Алексей Николаевич улыбнулся:
—
И меня за своего не считаете?
—
Сиди уж! — обнял его за плечи Саша. — Ты у нас благополучный. До самой столицы добрался.
—
В Москве тоже не сладко. От одной толчеи в глазах темно, — вздохнула Дарья Филипповна. Пять лет назад она наконец вняла настойчивым письмам Антонова и вместе с Сашей гостила у него две недели.
—
А все равно тянутся туда люди, будто медом намазано, — сказал Борис.
—
Борьке вот Ольга Ростиславна вскружила голову. Простите, Борису Ивановичу. — Анна дурашливо поклонилась в сторону Ситникова. — «У тебя талант! Будешь великим художником». Он и ушел из техникума. А мог бы стать хорошим ветеринаром. Вот Виктор Андреич, мой сосед, живет как барин, всего в избытке! Любо-дорого посмотреть. А Борис из техникума ушел, а пришел куда?
—
У Бориса выставка была в Гатчине.

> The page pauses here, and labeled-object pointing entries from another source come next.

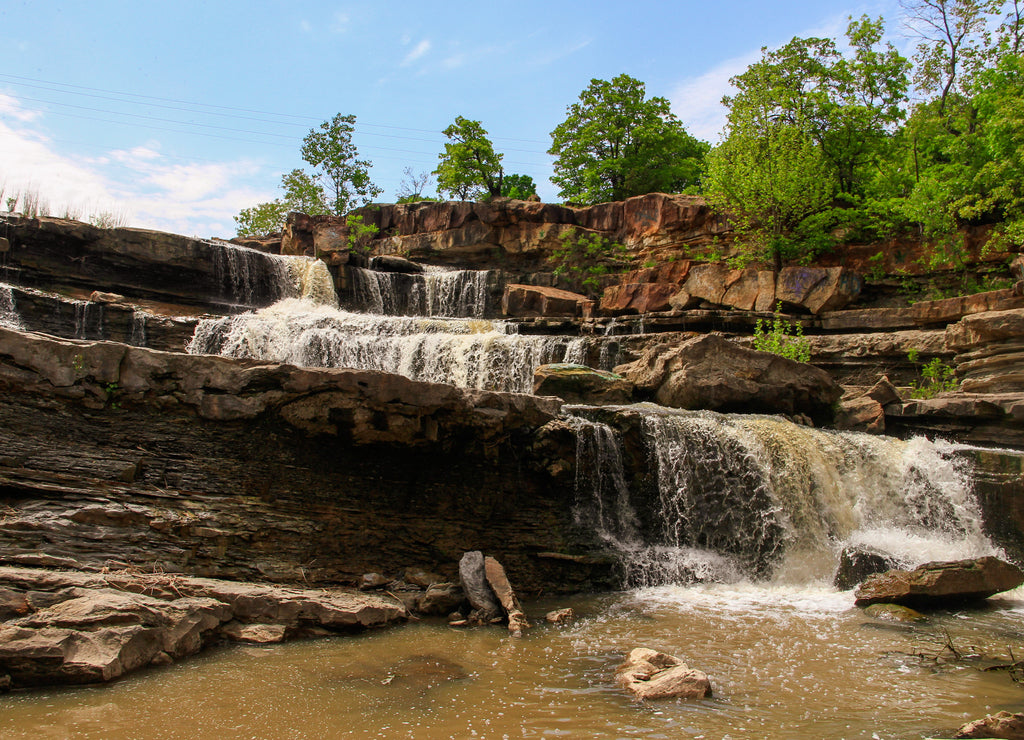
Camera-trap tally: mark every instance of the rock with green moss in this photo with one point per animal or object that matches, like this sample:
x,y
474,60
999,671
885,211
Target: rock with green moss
x,y
580,384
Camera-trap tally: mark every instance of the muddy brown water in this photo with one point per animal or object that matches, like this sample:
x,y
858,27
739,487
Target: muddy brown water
x,y
784,662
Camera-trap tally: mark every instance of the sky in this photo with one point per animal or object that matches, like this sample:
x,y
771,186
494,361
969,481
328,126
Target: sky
x,y
176,116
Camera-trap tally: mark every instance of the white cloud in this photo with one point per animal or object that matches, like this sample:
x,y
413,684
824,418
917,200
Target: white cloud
x,y
419,50
697,101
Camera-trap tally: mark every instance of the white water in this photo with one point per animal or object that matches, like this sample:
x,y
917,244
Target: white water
x,y
9,317
432,293
254,277
753,496
468,353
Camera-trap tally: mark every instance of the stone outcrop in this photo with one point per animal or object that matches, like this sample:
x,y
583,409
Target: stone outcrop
x,y
518,233
525,301
647,675
72,627
989,350
855,564
69,256
253,471
580,384
713,373
936,584
1003,725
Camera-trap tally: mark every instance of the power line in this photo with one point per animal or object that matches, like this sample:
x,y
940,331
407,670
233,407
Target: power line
x,y
75,89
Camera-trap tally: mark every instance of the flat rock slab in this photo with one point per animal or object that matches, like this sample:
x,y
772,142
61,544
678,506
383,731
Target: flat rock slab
x,y
938,584
76,627
650,675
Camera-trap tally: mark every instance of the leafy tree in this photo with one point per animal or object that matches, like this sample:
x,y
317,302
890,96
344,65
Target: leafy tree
x,y
614,143
518,186
412,187
469,167
301,193
336,168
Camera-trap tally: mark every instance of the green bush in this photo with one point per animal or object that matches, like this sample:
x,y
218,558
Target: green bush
x,y
782,338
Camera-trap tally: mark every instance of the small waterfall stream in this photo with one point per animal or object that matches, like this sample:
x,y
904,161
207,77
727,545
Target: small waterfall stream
x,y
435,292
469,353
751,496
8,310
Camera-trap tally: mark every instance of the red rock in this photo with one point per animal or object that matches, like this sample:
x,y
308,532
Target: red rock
x,y
527,301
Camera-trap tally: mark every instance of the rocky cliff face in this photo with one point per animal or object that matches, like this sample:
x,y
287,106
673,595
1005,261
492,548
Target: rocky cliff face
x,y
116,455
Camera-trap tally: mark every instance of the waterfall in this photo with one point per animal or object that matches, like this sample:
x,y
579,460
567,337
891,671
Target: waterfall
x,y
433,293
757,496
9,317
469,353
252,277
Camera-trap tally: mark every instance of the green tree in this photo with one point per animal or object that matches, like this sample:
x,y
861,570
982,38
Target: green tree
x,y
469,167
614,143
301,193
337,169
518,186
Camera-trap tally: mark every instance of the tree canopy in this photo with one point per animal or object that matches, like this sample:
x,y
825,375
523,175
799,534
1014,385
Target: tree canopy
x,y
469,167
614,143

Во Дворце культуры, — возразил Саша.
Анна покачала головой.
—
На шестом-то десятке! Да и что здесь особенного? Красиво, не скажу плохого. А сколько он в жизни помаялся? И лесником поработал, и на почте — по столбам лазал. И в пожарке…
—
Что ты чужую жизнь-то считаешь! — раздраженно перебила Анну Варвара. — Живем не хуже других!